Library Land started by accident but we didn’t realize it had at the time. We were driving out to Mass MoCA - me, Adam and my daughter Z - when Adam said we should see if there were any libraries along that way with free passes. It seemed like a pretty good idea.
Adam began calling libraries and I, as usual, began voicing doubts and offering reasons it wouldn’t work. We would probably need to be from the town, I said, or we might need to return the passes on the way home. As is also usually the case, Adam persevered and the three of us ended up at the Greenfield library.
As it turns out, if you have a library card in Massachusetts you can get one from any other in the state. To make things even easier, the state is divided up into eight library networks:
C/WMars - Central/Western Massachusetts Automated Resource Sharing (what a poetic name!) is in the central and western part of the state.
Minuteman - No acronym here, just 40 or 50 libraries mostly west of Boston.

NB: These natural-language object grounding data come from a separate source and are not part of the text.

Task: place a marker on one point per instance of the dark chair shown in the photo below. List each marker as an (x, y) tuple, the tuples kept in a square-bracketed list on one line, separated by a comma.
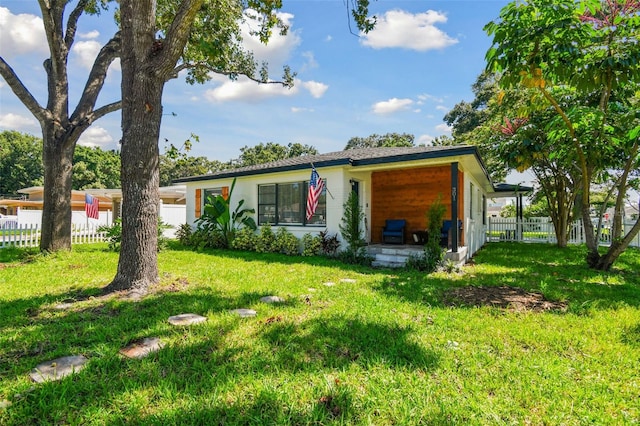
[(393, 231)]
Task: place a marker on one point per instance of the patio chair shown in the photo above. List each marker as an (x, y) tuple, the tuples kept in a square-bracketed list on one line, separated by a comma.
[(393, 231)]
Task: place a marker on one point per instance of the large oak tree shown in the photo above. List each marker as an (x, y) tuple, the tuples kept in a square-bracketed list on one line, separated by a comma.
[(61, 128), (159, 39), (589, 48)]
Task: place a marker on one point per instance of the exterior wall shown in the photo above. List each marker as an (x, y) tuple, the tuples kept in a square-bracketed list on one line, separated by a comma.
[(407, 194), (247, 189), (474, 221)]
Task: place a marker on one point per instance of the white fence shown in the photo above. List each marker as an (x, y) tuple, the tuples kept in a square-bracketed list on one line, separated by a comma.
[(29, 235), (542, 230)]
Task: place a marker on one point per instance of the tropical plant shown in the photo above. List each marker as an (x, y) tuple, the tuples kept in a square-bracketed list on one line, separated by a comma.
[(218, 216)]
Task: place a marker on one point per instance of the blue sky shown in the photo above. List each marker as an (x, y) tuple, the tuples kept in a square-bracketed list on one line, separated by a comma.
[(420, 61)]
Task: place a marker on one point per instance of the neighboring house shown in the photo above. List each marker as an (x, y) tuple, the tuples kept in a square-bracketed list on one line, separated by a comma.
[(392, 183), (29, 208)]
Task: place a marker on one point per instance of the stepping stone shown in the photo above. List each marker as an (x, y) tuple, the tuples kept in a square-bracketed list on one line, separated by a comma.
[(63, 306), (186, 319), (58, 368), (272, 299), (245, 313), (142, 348)]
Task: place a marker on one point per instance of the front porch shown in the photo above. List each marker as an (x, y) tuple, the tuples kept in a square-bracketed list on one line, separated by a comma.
[(396, 256)]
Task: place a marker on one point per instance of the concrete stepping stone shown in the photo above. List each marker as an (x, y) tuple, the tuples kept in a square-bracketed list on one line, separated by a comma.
[(245, 313), (142, 348), (63, 306), (186, 319), (58, 368), (272, 299)]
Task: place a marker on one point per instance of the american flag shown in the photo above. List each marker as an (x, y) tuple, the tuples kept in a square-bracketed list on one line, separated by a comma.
[(315, 189), (91, 204)]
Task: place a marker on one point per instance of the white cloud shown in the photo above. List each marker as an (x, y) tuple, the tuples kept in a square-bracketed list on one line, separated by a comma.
[(95, 136), (443, 128), (246, 90), (310, 63), (13, 121), (298, 109), (425, 140), (398, 28), (86, 52), (316, 89), (89, 35), (21, 33), (391, 106)]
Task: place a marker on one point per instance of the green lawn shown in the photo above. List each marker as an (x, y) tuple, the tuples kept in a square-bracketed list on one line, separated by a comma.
[(383, 350)]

MVLC - Merrimack Valley Library Consortium, an acronym, yes, but not a very interesting one, for a band of libraries that hugs up along the New Hampshire border.
NOBLE - North of Boston Library Exchange, which runs north from Boston up along the coast to about Cape Ann and south of MVLC.

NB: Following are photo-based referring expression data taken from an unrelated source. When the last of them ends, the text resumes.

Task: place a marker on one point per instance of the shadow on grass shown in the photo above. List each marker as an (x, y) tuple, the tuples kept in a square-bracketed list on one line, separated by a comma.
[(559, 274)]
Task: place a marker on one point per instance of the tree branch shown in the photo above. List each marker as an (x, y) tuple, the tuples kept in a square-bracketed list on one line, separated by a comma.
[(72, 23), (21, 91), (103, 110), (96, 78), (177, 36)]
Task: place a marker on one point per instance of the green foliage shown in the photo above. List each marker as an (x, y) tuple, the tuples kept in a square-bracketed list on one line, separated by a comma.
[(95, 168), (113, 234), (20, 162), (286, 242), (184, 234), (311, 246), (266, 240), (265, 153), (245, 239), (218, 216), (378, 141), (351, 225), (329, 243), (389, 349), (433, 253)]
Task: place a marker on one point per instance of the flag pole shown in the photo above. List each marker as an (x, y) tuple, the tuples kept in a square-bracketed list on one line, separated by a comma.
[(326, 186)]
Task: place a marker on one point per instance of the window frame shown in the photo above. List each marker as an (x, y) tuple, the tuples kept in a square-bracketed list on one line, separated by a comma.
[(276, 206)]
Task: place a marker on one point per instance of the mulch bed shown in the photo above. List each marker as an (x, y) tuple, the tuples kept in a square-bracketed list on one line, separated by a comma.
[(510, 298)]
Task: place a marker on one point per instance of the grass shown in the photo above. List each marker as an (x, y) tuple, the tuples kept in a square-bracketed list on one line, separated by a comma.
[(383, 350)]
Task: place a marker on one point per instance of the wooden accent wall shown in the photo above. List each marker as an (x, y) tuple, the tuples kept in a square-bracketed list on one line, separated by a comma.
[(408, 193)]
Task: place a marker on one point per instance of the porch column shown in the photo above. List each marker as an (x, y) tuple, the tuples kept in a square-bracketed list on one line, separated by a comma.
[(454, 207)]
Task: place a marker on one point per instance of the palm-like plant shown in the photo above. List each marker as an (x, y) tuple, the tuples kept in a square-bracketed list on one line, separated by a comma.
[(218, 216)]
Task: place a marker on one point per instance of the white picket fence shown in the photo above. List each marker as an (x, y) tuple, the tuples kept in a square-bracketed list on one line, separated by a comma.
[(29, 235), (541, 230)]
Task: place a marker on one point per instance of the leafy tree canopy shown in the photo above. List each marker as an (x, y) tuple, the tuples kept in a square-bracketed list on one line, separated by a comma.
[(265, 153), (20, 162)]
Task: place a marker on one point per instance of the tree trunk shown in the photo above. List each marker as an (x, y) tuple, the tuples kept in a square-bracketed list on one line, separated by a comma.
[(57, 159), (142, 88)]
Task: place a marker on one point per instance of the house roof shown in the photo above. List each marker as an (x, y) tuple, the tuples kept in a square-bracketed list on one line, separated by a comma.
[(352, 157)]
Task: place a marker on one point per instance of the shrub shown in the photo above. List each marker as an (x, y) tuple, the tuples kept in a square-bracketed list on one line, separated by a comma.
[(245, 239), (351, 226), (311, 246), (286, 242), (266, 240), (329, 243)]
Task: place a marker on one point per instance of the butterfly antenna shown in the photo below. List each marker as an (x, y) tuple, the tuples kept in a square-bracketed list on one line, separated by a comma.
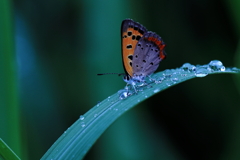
[(119, 74)]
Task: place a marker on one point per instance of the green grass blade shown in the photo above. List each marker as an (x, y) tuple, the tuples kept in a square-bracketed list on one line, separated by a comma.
[(6, 152), (77, 140), (9, 109)]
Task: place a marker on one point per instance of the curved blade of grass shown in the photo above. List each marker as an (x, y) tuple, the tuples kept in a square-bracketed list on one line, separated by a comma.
[(77, 140)]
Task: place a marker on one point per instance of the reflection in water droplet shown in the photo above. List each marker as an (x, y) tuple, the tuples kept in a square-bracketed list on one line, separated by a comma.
[(201, 72), (124, 93), (83, 124), (156, 90), (188, 67), (216, 65), (81, 117)]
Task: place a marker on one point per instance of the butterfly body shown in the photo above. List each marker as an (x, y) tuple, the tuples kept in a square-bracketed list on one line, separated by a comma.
[(142, 52)]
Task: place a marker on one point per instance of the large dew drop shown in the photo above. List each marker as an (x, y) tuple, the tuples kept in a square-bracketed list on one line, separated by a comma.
[(201, 72), (188, 67), (216, 65)]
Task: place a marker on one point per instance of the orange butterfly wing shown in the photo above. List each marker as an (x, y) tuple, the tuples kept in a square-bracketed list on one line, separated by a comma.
[(131, 32)]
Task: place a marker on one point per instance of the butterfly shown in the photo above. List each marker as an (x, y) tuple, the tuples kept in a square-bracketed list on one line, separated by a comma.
[(142, 51)]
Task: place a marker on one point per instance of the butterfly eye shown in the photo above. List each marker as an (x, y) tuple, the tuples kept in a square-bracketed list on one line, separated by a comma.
[(129, 33), (129, 46), (130, 57)]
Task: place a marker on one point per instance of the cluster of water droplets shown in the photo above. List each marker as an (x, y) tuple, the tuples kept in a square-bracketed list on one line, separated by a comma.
[(204, 70), (171, 76)]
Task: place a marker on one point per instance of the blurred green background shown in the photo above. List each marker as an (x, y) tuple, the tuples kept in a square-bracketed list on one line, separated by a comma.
[(51, 51)]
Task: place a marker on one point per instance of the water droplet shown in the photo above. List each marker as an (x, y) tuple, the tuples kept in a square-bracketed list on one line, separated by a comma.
[(156, 90), (188, 67), (201, 72), (174, 79), (124, 93), (216, 65), (83, 124), (82, 117), (235, 69)]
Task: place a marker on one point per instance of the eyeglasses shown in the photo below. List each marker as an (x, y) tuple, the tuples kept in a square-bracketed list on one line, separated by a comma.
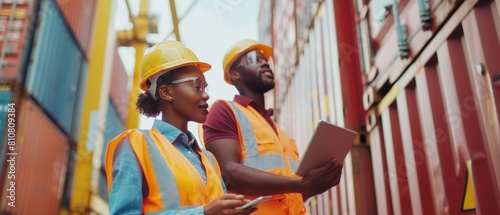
[(199, 87), (253, 57)]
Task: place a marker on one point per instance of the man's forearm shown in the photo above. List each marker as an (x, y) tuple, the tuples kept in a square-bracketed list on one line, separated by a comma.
[(247, 180)]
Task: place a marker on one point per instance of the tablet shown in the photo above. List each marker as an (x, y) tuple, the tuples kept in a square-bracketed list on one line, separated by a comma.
[(328, 141)]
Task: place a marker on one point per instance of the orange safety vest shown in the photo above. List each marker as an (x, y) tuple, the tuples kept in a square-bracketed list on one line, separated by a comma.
[(263, 149), (173, 182)]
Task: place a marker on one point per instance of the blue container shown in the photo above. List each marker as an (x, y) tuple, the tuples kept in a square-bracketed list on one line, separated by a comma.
[(113, 127), (56, 63)]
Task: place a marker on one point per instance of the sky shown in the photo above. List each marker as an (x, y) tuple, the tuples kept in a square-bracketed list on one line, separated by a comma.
[(209, 29)]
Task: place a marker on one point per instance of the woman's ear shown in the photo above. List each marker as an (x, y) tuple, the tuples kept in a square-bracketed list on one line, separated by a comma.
[(166, 93)]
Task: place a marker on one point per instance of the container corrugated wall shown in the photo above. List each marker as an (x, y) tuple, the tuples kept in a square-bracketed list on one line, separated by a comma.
[(432, 95), (310, 90), (14, 34), (433, 113), (113, 127), (56, 63), (5, 99), (119, 91), (40, 163), (80, 17)]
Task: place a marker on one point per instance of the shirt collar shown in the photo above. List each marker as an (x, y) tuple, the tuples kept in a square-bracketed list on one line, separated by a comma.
[(245, 101), (172, 133)]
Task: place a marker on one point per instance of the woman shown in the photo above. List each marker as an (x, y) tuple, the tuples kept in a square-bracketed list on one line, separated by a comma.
[(162, 170)]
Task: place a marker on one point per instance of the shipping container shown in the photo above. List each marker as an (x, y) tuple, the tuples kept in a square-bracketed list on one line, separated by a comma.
[(55, 68), (79, 15), (119, 92), (17, 19), (325, 84), (5, 100), (431, 93), (36, 163), (113, 127), (434, 120)]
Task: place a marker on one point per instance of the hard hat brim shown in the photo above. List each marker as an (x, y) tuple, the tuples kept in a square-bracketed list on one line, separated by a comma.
[(266, 50), (204, 67)]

MBLN - Metro Boston Library Network, which is all the libraries in the city of Boston plus Malden plus Chelsea and a bunch of school libraries to boot.
OCLN - Old Colony Library Network, which follows the South Shore to near the Cape.
SAILS - which has got to be an acronym but damn if I can find it and runs north from Buzzards Bay and is bordered by OCLN to the north and east and Minuteman to the west.
CLAMS - I’m thinking they started with the acronym and then shoehorned the meaning into the words: Cape Libraries Automated Material Sharing.
If you have a card for a network you can borrow from any of the towns in the network. How cool is that?
Anyway, we stopped in Greenfield and got our new library cards and the passes and continued heading west. Now if you’ve been to MassMoCA you know how awesome it is and if you’ve never been you really need to go. They say it’s the largest contemporary art museum in the country and while I can’t say that for sure, I can say it’s pretty damn big.
We got to the museum and the three of us wandered around for a good long time when Adam suddenly realized he’d misplaced the passes. This was serious. We’d just joined the library that morning specifically to borrow the passes and we knew someone else had them reserved for the next day and that we’d look like a bunch of idiots if we lost them like this. At first we thought about calling the library straight away but then - upon reflection - we realized it would be better to come up with a solution before we brought the kind librarians a problem.
“Library pass!” I hollered walking around the museum - and like magic, staff people came running to help. We all looked and looked and retraced our steps but no dice. Those passes were nowhere to be found. It was closing time and we didn’t know what to do.
We went to the front desk and told them our sad story. They were very sympathetic. A helpful woman agreed to write a note explaining the situation and even gave us two passes so the people planning to visit the museum the next day wouldn’t be disappointed.
Relieved, and with our note and passes in hand, we drove back to Greenfield where we were given a hero’s welcome.
From Greenfield to today, we have used libraries as our workplaces, our inspiration and our havens. Libraries are magical and this chance experience helped get the Library Land ball rolling!